SUR CE
En vertu de l'article 524 du code de procédure civile, lorsque l'exécution provisoire est de droit ou a été ordonnée, le premier président ou, dès qu'il est saisi, le conseiller de la mise en état peut, en cas d'appel, décider, à la demande de l'intimé et après avoir recueilli les observations des parties, la radiation du rôle de l'affaire lorsque l'appelant ne justifie pas avoir exécuté la décision frappée d'appel ou avoir procédé à la consignation autorisée dans les conditions prévues à l'article 521, à moins qu'il lui apparaisse que l'exécution serait de nature à entraîner des conséquences manifestement excessives ou que l'appelant est dans l'impossibilité d'exécuter la décision.
La demande de l'intimé doit, à peine d'irrecevabilité prononcée d'office, être présentée avant l'expiration des délais prescrits aux articles 906-2, 909, 910 et 911.
En l'espèce, la requête en radiation a été formée dans le délai prévu par la loi.

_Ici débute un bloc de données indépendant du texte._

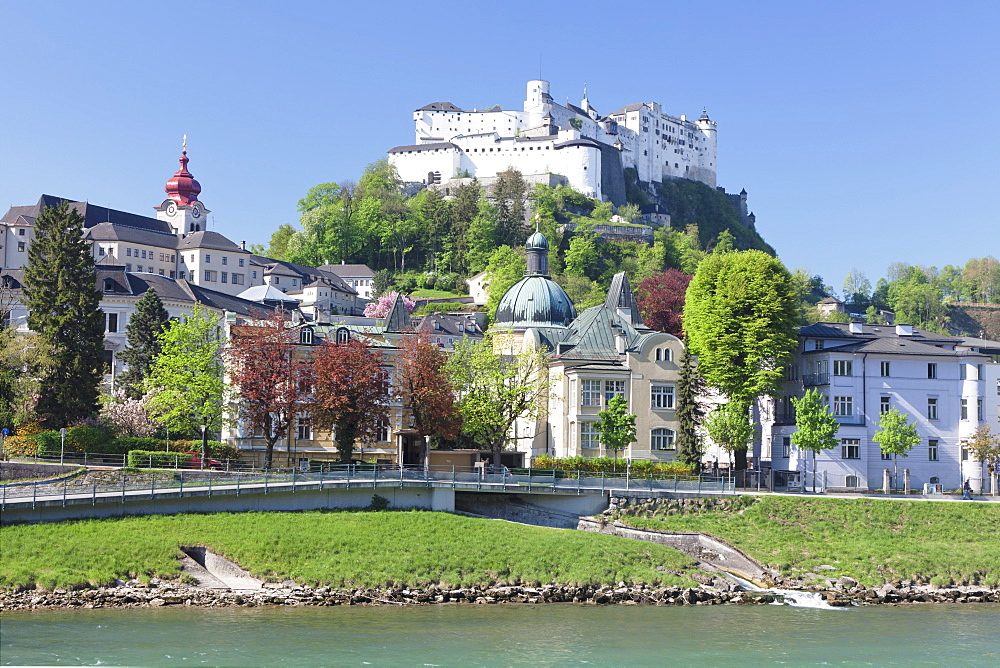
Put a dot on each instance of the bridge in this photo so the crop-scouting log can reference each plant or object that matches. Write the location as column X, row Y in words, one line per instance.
column 119, row 493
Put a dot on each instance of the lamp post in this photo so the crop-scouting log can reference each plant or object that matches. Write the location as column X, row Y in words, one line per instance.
column 204, row 444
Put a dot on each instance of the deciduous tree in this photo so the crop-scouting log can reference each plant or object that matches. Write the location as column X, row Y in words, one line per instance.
column 187, row 376
column 816, row 428
column 661, row 300
column 351, row 393
column 64, row 309
column 896, row 436
column 425, row 389
column 495, row 389
column 616, row 425
column 739, row 316
column 272, row 380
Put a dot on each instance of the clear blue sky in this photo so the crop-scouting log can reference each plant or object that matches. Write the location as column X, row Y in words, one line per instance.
column 865, row 132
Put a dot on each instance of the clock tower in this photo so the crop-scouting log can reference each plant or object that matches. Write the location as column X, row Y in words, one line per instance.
column 181, row 209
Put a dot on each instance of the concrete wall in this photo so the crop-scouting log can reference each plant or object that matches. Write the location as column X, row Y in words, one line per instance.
column 357, row 497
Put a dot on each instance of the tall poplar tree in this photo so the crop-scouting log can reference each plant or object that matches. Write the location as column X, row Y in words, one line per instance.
column 64, row 309
column 142, row 343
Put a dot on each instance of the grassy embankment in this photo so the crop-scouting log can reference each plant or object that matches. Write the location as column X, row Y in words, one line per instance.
column 871, row 540
column 340, row 549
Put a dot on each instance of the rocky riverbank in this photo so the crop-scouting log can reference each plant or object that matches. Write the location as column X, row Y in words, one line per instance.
column 160, row 593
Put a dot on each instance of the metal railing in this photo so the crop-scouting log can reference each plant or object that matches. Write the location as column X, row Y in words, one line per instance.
column 124, row 486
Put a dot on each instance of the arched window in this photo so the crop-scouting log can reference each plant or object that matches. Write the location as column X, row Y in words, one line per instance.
column 662, row 438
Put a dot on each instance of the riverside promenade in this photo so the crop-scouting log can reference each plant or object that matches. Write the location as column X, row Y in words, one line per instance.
column 117, row 493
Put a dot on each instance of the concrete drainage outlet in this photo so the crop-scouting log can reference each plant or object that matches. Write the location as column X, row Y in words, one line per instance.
column 215, row 572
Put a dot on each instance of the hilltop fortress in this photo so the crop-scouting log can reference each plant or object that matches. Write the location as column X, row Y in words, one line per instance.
column 590, row 150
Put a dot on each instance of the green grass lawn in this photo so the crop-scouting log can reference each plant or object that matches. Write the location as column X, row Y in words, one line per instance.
column 871, row 540
column 340, row 549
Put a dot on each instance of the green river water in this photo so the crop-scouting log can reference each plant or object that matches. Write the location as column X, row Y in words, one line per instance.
column 469, row 635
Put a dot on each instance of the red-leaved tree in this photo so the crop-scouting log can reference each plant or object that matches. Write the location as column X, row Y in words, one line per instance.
column 661, row 301
column 351, row 393
column 272, row 378
column 426, row 390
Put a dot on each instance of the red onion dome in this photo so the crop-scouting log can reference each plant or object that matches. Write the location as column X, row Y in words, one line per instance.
column 182, row 187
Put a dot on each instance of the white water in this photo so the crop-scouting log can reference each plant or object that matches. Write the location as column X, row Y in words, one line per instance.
column 792, row 597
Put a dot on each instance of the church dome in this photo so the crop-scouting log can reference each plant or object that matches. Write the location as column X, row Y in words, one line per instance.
column 535, row 301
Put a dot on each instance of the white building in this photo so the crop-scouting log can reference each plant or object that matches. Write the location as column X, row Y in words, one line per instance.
column 589, row 149
column 863, row 371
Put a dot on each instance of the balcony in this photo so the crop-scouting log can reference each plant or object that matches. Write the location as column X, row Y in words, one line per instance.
column 815, row 379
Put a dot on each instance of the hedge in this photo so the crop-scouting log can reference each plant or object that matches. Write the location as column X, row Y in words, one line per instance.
column 637, row 467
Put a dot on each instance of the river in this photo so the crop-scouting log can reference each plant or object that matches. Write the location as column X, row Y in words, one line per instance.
column 472, row 635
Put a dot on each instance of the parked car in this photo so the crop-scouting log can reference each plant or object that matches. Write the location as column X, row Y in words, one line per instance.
column 195, row 462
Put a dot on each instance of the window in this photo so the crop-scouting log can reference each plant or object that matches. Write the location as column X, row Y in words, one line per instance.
column 662, row 397
column 850, row 448
column 662, row 439
column 843, row 405
column 842, row 368
column 591, row 393
column 303, row 428
column 613, row 388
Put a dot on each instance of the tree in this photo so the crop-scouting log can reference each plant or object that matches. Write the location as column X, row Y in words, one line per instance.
column 661, row 300
column 816, row 428
column 186, row 378
column 739, row 316
column 495, row 389
column 351, row 393
column 272, row 380
column 729, row 427
column 142, row 335
column 616, row 425
column 690, row 386
column 426, row 390
column 896, row 436
column 64, row 309
column 380, row 307
column 984, row 446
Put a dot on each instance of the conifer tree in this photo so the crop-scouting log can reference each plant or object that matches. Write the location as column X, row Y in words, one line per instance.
column 142, row 343
column 689, row 412
column 64, row 309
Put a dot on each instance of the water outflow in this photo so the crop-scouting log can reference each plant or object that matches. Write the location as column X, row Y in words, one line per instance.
column 790, row 597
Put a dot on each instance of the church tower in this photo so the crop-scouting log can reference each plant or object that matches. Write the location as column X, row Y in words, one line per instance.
column 181, row 209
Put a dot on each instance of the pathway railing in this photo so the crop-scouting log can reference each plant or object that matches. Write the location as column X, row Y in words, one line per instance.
column 128, row 485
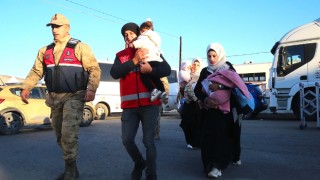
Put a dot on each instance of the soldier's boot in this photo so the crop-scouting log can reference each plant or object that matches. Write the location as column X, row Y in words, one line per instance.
column 62, row 175
column 70, row 171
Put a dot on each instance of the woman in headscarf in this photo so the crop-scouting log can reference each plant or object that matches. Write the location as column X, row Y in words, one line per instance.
column 190, row 121
column 217, row 137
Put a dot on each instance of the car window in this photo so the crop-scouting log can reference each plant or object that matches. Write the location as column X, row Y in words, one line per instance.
column 35, row 93
column 15, row 91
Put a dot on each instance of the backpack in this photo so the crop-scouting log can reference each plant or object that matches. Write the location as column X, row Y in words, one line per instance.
column 243, row 104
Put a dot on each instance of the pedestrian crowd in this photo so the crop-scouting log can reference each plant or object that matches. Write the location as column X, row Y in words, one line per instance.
column 209, row 117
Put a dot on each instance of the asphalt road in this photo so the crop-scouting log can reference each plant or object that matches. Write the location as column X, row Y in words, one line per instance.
column 273, row 147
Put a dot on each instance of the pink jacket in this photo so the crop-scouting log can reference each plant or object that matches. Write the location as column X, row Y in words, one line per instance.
column 230, row 79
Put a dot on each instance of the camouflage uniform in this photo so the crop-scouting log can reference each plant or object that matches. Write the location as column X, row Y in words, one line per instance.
column 66, row 108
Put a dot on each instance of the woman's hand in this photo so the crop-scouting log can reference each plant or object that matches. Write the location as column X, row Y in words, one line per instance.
column 214, row 86
column 145, row 67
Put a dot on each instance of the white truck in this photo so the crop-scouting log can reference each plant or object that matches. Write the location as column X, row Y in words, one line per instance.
column 296, row 60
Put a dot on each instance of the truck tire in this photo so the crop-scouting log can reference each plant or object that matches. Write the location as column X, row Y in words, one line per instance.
column 102, row 111
column 88, row 117
column 296, row 109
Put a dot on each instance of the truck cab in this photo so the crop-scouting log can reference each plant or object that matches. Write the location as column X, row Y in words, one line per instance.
column 296, row 60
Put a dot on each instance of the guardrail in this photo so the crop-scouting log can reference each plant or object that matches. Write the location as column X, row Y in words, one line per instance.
column 309, row 104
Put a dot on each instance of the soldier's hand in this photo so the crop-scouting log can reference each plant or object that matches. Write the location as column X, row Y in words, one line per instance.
column 89, row 96
column 25, row 96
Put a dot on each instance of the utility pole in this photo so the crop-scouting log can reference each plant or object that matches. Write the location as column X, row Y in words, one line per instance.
column 180, row 53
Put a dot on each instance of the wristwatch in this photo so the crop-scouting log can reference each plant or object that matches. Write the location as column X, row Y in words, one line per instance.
column 221, row 86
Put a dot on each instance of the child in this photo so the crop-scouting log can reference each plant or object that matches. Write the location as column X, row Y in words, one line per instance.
column 150, row 40
column 184, row 74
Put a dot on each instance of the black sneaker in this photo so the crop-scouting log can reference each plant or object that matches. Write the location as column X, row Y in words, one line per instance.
column 136, row 174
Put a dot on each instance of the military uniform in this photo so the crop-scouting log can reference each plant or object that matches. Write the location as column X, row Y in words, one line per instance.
column 66, row 105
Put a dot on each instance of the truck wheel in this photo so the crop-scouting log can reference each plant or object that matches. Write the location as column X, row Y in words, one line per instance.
column 10, row 123
column 296, row 108
column 87, row 117
column 102, row 111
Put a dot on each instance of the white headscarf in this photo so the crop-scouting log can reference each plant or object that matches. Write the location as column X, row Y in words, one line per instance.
column 221, row 63
column 200, row 64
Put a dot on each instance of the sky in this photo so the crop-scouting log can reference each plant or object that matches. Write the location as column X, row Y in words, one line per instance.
column 247, row 29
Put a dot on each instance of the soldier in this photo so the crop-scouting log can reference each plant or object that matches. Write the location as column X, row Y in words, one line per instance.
column 72, row 75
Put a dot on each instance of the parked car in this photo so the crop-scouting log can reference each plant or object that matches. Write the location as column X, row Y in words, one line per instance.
column 259, row 100
column 14, row 114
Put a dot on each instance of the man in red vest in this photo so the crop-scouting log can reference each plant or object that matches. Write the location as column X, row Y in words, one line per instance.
column 135, row 102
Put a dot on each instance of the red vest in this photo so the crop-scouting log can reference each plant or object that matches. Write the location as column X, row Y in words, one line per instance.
column 132, row 91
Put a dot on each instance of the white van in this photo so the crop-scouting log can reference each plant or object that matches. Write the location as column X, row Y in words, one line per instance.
column 296, row 60
column 107, row 98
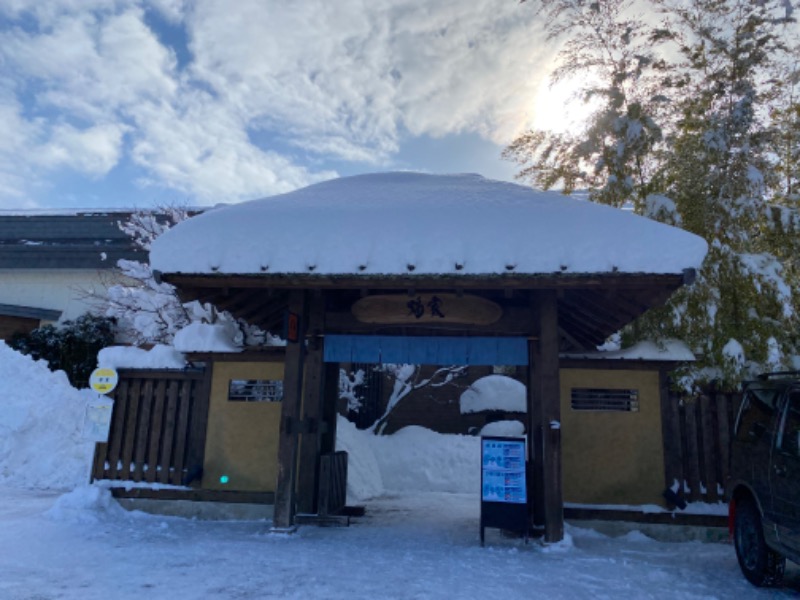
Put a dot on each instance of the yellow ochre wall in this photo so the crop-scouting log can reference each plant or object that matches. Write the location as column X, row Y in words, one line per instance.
column 612, row 457
column 242, row 440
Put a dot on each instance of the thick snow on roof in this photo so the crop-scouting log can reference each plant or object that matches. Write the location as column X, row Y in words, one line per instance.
column 667, row 350
column 419, row 224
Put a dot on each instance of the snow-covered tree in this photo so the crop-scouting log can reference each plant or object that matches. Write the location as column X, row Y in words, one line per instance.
column 146, row 311
column 707, row 88
column 609, row 49
column 409, row 378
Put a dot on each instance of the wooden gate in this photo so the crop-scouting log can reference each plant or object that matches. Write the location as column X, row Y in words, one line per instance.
column 697, row 436
column 158, row 428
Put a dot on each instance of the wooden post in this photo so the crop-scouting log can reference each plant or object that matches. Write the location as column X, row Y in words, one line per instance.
column 283, row 517
column 533, row 425
column 545, row 398
column 307, row 470
column 330, row 405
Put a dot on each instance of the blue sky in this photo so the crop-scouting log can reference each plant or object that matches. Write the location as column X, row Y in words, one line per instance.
column 138, row 103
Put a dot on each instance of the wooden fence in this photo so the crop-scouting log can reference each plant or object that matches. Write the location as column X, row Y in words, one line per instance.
column 332, row 483
column 158, row 428
column 697, row 435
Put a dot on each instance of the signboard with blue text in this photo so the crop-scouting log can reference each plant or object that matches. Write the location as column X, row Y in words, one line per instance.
column 504, row 498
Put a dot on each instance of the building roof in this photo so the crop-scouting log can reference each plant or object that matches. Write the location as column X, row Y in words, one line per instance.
column 399, row 233
column 413, row 225
column 78, row 240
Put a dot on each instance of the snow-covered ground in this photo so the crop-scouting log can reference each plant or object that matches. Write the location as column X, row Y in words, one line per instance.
column 422, row 542
column 419, row 545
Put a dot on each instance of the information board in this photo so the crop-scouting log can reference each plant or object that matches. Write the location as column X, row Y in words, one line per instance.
column 504, row 497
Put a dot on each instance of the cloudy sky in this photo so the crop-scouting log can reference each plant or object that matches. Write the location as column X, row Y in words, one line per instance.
column 135, row 103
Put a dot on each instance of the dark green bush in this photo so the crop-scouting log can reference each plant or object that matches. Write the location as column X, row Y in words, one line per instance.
column 71, row 346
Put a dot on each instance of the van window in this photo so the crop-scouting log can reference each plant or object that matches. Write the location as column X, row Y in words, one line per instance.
column 789, row 434
column 755, row 414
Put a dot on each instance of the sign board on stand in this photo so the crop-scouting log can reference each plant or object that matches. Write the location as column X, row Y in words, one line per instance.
column 504, row 500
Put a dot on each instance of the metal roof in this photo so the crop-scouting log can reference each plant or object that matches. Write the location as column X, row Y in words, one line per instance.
column 90, row 240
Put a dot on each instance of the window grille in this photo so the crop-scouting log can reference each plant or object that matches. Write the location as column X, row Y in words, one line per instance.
column 600, row 399
column 255, row 390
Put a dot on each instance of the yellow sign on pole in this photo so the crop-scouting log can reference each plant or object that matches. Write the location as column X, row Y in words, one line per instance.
column 103, row 381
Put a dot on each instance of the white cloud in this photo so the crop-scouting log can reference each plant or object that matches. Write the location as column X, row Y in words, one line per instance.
column 346, row 79
column 93, row 151
column 339, row 81
column 202, row 149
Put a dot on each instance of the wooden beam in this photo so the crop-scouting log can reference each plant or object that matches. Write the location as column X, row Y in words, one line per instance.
column 313, row 387
column 515, row 320
column 283, row 517
column 440, row 282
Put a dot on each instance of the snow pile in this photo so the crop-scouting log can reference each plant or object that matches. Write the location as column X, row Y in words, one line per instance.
column 86, row 504
column 223, row 336
column 42, row 418
column 666, row 350
column 412, row 459
column 416, row 458
column 130, row 357
column 461, row 225
column 494, row 392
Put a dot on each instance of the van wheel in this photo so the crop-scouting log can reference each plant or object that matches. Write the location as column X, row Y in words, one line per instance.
column 760, row 565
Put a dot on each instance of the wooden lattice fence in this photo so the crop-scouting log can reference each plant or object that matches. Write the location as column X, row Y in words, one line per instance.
column 158, row 427
column 697, row 433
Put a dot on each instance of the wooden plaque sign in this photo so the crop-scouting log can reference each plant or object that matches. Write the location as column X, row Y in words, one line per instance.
column 402, row 309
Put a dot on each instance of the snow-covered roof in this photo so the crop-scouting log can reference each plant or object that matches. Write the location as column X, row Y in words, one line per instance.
column 418, row 224
column 667, row 351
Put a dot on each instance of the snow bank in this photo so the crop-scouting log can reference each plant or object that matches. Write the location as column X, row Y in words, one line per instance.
column 364, row 479
column 205, row 337
column 86, row 504
column 494, row 392
column 129, row 357
column 413, row 459
column 42, row 418
column 667, row 350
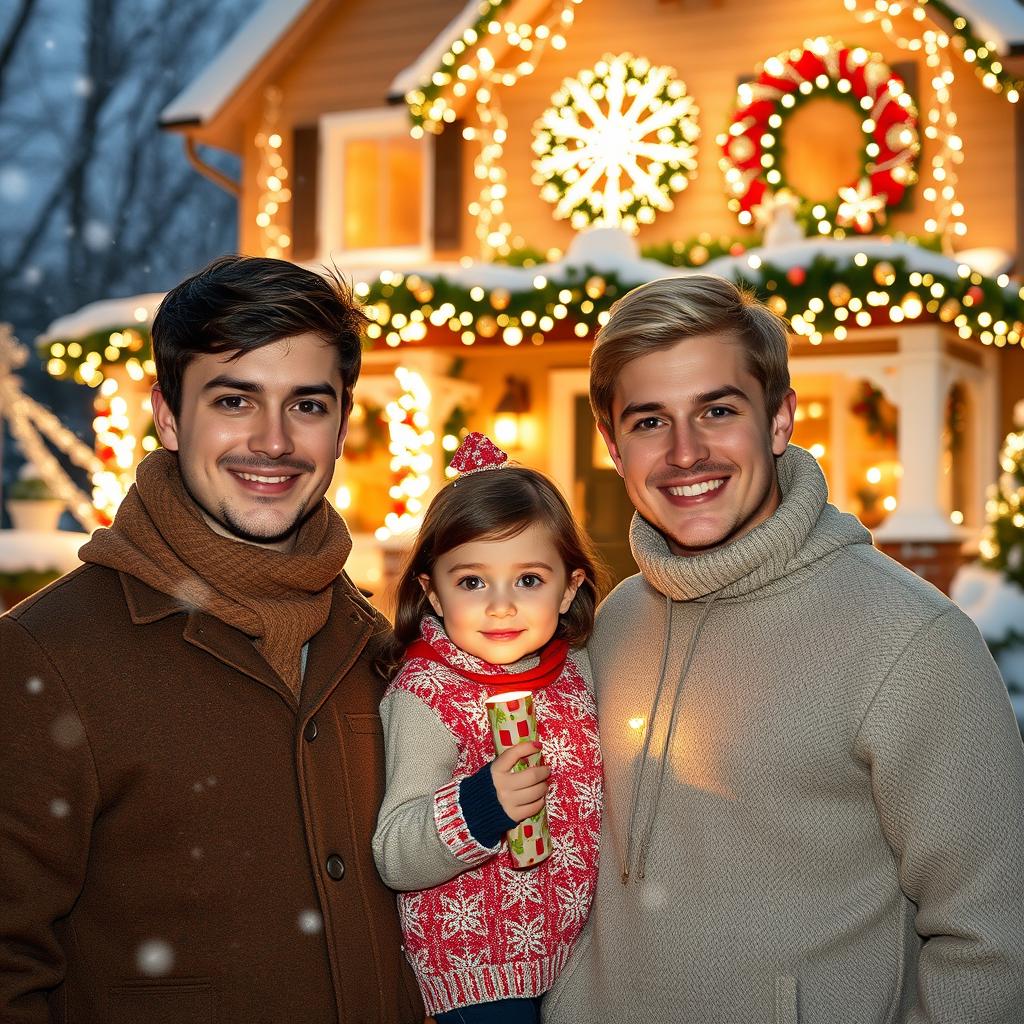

Pour s'opposer à la demande, l'appelant fait valoir que la demande se présente comme une requête alors que le conseiller de la mise en état ne peut être saisi que par voie de conclusions d'incident ; qu'il est par ailleurs de jurisprudence que la demande de radiation ne peut prospérer si la décision dont appel n'a pas été régulièrement porté à la connaissance de la partie tenue à exécution ; qu'en l'espèce, la partie intimée n'a pas justifié ni allégué de la signification du jugement déféré ; qu'il est par ailleurs dans l'impossibilité d'exécuter la décision ou qu'à tout le moins l'exécution serait de nature à entraîner des conséquences manifestement excessives, en ce que la Sarl [Q] a été placée en liquidation judiciaire par jugement du 2 avril 2025 ; qu'il a dû régler au liquidateur la somme de 27 000 € au titre de ses engagements personnels à l'égard de l'entreprise ; qu'il acquitte par ailleurs 1000 € par mois à un commissaire de justice en exécution d'un engagement de caution souscrit pour son entreprise, pour un impayé de 50 000 € ; qu'il a fait l'objet de saisie sur ses comptes.
Monsieur et Madame [Z] rétorquent que la demande est recevable, en ce que l'article 524 du code de procédure civile ne précise pas la forme de la demande en radiation ; que le jugement a été en tout état de cause été signifié à l'appelant, qui a été condamné à titre personnel, de sorte que les difficultés financières de la société [Q] n'ont pas à être prises en compte ; que l'appelant ne justifie pas de ses revenus.
Le conseiller de la mise en état a été saisi par des écritures spécifiquement adressées, auxquelles l'appelant a été en mesure de répondre, de sorte que la demande sera déclarée recevable.
Au fond, Monsieur [Q], condamné à titre personnel à payer les sommes de 2 940 euros et de 600 euros, se borne à verser aux débats le bilan de la Sarl [Q] pour l'exercice du 1er octobre 2023 au 30 septembre 2024, ainsi que la publication du jugement du tribunal judiciaire de Mulhouse du 2 avril 2025 prononçant la conversion en liquidation judiciaire de cette société.
En l'absence de tout élément relatif aux revenus et charges de l'appelant, il n'est pas établi que l'exécution du jugement déféré serait de nature à entraîner pour lui des conséquences manifestement excessives ou qu'il est dans l'impossibilité d'exécuter la décision, de sorte qu'il sera fait droit à la requête tendant à la radiation de l'affaire.
La demande de Monsieur et Madame [Z] fondée sur l'article 700 du code de procédure civile sera rejetée.